Virginia Woolf statue > Virginia

Virginia Woolf’s great-grandniece Sophie Partridge and Virginia’s great-grandniece Emma Woolf with their two-year-old son Ludovic Cecil Woolf (Ludo), who was allowed to “meet” his great, great-aunt Virginia!

The extraordinarily beautiful statue depicts a life-size Virginia Woolf in relaxed repose on a bench where people can sit next to her while enjoying the gentle views of Richmond.

Virginia Woolf lived and worked in leafy Richmond with husband Leonard for ten years between 1914 and 1924. Virginia described Hogarth House as “the finest house in England”. There they founded the Hogarth Press in 1915 and Richmond influenced Virginia’s life and work.

Cheryl Robson of Aurora Metro Arts and Media Charity has devoted five years to fundraising and campaigning to raise over £60,000 to erect a statue of Virginia Woolf in Richmond to celebrate her, her literary heritage and strong connection to to celebrate Richmond. Dozens of volunteers helped with the project and the public expressed their overwhelming support with literally hundreds of individual donations.

World-renowned writer and women’s rights advocate, Virginia Woolf loved the quiet life that Richmond offered her away from London. Richmond gave Virginia freedom to write, freedom to grow as a person, and freedom to think for herself again. She wrote, “I should be grateful to Richmond and Hogarth, and indeed, whether it’s my invincible optimism or not, I’m grateful.”

Sculptor Laury Dizengremel said, “Being commissioned to create the first-ever full-length statue of Virginia Woolf and portray her happy side was an absolute thrill.”

This new historic addition to Richmond has garnered widespread support including: Mark Haddon, Sarah Gristwood, Anne Sebba, Claire Tomalin, Philippa Gregory, Kit de Waal, Jackie Kay, AS Byatt, Frances Spalding and Sarah Waters. Online endorsements came from many including: Margaret Attwood, Jodi Picoult, Deborah Frances-White, Elizabeth Day, Caroline Criado Perez, Phillip Pullman and Neil Gaiman.

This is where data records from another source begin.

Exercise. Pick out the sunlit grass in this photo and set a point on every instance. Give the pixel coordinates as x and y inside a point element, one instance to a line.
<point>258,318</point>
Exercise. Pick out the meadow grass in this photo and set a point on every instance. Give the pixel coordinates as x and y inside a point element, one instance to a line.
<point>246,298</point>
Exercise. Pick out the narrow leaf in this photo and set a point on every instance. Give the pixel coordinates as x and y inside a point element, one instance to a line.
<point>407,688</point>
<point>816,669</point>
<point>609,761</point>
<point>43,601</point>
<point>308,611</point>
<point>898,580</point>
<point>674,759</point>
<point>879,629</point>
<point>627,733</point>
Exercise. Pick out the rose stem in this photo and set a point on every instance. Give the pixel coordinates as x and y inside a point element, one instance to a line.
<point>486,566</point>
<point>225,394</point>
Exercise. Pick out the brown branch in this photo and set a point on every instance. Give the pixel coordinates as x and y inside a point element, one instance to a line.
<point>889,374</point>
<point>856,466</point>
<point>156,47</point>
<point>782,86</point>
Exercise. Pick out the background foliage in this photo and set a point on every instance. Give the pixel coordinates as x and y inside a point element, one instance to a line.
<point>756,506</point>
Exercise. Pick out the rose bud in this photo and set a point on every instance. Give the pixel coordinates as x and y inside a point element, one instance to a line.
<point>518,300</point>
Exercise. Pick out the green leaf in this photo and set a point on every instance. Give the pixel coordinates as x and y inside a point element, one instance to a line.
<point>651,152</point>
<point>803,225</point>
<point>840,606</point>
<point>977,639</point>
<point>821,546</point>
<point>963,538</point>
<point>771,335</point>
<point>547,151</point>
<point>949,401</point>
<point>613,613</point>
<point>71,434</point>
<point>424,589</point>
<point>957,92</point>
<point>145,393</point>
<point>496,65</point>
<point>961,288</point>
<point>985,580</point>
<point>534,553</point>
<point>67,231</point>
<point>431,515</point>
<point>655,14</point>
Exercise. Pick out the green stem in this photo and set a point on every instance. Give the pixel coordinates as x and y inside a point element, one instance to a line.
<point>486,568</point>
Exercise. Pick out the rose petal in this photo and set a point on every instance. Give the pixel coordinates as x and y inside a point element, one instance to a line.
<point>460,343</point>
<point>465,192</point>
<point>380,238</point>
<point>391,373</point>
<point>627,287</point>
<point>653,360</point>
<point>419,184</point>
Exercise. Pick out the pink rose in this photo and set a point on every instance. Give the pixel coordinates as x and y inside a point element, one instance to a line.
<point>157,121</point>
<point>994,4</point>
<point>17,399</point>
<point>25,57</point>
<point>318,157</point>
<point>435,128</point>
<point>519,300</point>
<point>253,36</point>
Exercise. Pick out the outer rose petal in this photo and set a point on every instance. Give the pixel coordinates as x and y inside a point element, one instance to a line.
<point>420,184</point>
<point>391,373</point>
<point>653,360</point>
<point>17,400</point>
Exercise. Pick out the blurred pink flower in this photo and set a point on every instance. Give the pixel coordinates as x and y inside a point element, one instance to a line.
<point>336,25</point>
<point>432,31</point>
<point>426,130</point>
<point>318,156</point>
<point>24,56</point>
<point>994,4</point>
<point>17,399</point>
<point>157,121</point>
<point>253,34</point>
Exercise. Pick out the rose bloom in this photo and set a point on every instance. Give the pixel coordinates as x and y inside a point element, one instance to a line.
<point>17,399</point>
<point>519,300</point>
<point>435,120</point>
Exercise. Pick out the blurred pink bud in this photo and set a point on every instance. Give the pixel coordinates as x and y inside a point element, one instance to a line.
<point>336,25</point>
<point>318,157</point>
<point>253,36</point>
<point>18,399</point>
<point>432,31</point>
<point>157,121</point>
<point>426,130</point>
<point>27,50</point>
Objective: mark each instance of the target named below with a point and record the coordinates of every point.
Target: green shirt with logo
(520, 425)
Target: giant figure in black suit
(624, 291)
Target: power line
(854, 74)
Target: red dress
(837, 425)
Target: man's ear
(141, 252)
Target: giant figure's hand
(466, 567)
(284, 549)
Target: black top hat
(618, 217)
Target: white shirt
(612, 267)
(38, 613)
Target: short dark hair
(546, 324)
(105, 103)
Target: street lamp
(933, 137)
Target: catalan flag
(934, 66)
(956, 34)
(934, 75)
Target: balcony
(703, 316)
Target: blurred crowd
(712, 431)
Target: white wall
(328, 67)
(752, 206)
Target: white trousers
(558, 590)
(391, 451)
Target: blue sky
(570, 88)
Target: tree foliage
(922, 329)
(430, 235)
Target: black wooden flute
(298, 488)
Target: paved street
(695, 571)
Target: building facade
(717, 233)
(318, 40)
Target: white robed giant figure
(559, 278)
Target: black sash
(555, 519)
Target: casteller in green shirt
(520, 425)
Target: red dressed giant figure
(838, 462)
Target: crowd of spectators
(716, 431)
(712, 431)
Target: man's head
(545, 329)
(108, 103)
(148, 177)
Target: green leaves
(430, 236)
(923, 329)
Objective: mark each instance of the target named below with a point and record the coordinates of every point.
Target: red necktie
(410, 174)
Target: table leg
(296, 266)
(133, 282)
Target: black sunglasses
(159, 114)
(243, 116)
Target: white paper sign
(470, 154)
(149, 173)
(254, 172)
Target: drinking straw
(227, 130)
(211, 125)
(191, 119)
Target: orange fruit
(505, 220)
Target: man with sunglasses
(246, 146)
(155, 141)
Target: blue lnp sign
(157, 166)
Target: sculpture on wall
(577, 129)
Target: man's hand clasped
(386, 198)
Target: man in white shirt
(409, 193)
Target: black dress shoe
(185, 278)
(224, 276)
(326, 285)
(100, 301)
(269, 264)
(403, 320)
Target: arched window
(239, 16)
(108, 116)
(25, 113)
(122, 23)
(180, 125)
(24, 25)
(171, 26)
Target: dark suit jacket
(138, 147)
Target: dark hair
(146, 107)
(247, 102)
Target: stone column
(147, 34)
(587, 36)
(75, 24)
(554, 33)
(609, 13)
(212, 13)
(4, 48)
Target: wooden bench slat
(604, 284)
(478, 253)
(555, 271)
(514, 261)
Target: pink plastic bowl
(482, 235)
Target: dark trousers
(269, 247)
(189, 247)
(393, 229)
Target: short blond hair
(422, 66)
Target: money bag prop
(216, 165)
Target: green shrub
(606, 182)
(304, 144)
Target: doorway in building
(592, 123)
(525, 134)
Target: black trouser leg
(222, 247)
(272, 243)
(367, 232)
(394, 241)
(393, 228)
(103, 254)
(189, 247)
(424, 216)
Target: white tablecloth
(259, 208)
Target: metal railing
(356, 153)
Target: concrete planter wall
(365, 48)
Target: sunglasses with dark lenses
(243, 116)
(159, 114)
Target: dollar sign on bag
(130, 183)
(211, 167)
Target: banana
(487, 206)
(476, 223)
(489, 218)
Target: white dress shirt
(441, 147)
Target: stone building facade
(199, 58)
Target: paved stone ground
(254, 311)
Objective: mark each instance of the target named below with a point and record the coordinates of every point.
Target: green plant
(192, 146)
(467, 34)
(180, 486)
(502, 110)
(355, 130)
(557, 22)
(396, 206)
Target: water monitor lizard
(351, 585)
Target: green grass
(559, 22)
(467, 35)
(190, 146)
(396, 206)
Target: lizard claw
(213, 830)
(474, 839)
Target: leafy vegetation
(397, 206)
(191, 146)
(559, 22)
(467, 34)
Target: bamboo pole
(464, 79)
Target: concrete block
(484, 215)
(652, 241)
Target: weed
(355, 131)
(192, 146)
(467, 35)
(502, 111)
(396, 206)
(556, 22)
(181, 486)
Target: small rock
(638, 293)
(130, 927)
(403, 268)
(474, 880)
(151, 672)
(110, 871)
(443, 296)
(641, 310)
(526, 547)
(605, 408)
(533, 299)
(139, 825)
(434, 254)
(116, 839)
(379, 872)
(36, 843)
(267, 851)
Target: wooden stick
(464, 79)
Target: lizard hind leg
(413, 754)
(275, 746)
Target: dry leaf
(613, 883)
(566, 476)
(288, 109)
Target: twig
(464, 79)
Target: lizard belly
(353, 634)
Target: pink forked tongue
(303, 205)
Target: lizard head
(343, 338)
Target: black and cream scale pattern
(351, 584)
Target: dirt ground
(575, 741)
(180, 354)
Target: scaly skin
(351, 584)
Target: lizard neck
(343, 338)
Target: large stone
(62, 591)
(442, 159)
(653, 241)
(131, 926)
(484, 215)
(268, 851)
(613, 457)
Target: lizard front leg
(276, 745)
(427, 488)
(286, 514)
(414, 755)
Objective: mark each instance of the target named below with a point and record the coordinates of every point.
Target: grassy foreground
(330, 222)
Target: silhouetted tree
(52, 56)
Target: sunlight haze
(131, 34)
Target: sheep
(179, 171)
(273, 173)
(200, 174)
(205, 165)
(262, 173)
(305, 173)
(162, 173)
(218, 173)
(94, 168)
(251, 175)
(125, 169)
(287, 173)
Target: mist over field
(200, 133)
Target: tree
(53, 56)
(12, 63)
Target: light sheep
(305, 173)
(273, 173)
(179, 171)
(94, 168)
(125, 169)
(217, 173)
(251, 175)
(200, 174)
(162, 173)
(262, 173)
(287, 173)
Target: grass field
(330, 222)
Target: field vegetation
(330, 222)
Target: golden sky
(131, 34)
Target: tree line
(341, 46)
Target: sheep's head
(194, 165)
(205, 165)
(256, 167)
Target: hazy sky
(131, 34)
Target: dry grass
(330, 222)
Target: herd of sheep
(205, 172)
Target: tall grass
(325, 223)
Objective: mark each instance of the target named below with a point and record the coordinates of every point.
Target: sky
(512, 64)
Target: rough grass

The charity’s sister company, Aurora Metro Books, is a small publishing house in the heart of Richmond that aptly resembles Hogarth Press. Here, Cheryl Robson has just opened her first local independent bookstore, Books on the Rise. During the campaign, Aurora Metro published Peter Fullagar’s book Virginia in Richmond, which received excellent reviews.